In the late 1960s Dill produced and exhibited a hefty number of delicate and eccentric “lines of light” made out of forged glass and agitated gas. He did not show them again until 2011, when the Getty’s “Pacific Standard Time” initiative came along and valorized Southern California art of the postwar years. Indeed, these precocious early works of Dill’s proved to be one of the major “finds” of the Getty initiative. Dill has since updated a few of them and fabricated more, but those that remain from 1969 dominate the gathering.
This is not to imply that the 1969 works are more effective—more beguiling, that is, in their luminescence, more playful in their sequencing of elements, more mysterious in the way they hug the shadows—than are those realized or completed in the last year. Several of the later pieces are among the most moving of the works in the exhibition, including one handsome multipartite piece apparently fabricated to “activate” work within the site of certain gallery windows.
Dill calls his reed-thin, ramrod-straight objects “Light Sentences.” They are composed of discrete colored segments arranged in sequences, as if they were words comprising distinct phrases. They play with our tendency to “read” such alignments, whether or not we take them in as whole entities. We scan them left to right when horizontal, top to bottom when vertical. When hung on walls near one another, they assume the configuration of paragraphs.

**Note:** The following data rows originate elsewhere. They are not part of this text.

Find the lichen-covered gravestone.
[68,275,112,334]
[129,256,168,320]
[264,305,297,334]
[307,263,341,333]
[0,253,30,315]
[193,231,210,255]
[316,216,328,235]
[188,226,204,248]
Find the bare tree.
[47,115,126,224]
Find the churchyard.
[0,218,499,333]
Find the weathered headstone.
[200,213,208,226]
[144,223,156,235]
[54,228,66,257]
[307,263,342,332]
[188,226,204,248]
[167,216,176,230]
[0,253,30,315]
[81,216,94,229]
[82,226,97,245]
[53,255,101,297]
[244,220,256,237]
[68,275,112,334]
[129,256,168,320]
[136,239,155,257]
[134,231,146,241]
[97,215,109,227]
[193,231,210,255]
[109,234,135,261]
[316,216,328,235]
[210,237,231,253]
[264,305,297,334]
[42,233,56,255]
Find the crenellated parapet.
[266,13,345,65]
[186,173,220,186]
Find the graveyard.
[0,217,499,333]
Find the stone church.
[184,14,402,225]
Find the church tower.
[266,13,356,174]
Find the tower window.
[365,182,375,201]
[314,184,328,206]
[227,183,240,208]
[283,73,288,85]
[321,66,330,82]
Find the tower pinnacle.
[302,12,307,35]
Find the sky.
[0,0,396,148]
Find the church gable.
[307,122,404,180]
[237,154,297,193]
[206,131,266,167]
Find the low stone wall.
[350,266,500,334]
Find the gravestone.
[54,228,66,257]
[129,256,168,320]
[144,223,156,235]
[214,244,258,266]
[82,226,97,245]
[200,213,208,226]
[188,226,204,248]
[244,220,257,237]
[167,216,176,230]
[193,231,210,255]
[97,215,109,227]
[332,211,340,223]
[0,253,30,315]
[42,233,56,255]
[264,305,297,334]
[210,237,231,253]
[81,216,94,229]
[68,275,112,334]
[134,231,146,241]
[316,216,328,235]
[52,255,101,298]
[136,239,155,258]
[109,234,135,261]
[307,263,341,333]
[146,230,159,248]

Ultimately, the “Light Sentences” reach a level of poetic self-containment when isolated in dark, recessed spaces, hovering like disembodied hands, or when paired with other multicolored glow-sticks that somehow match or “answer” them symmetrically. In such cases, Dill’s lines of luminescence take over our optical perception and reveal themselves not merely as neon art in the wake of Lucio Fontana, Dan Flavin, and Stephen Antonakos, but as Light and Space art in the spirit of Robert Irwin and James Turrell.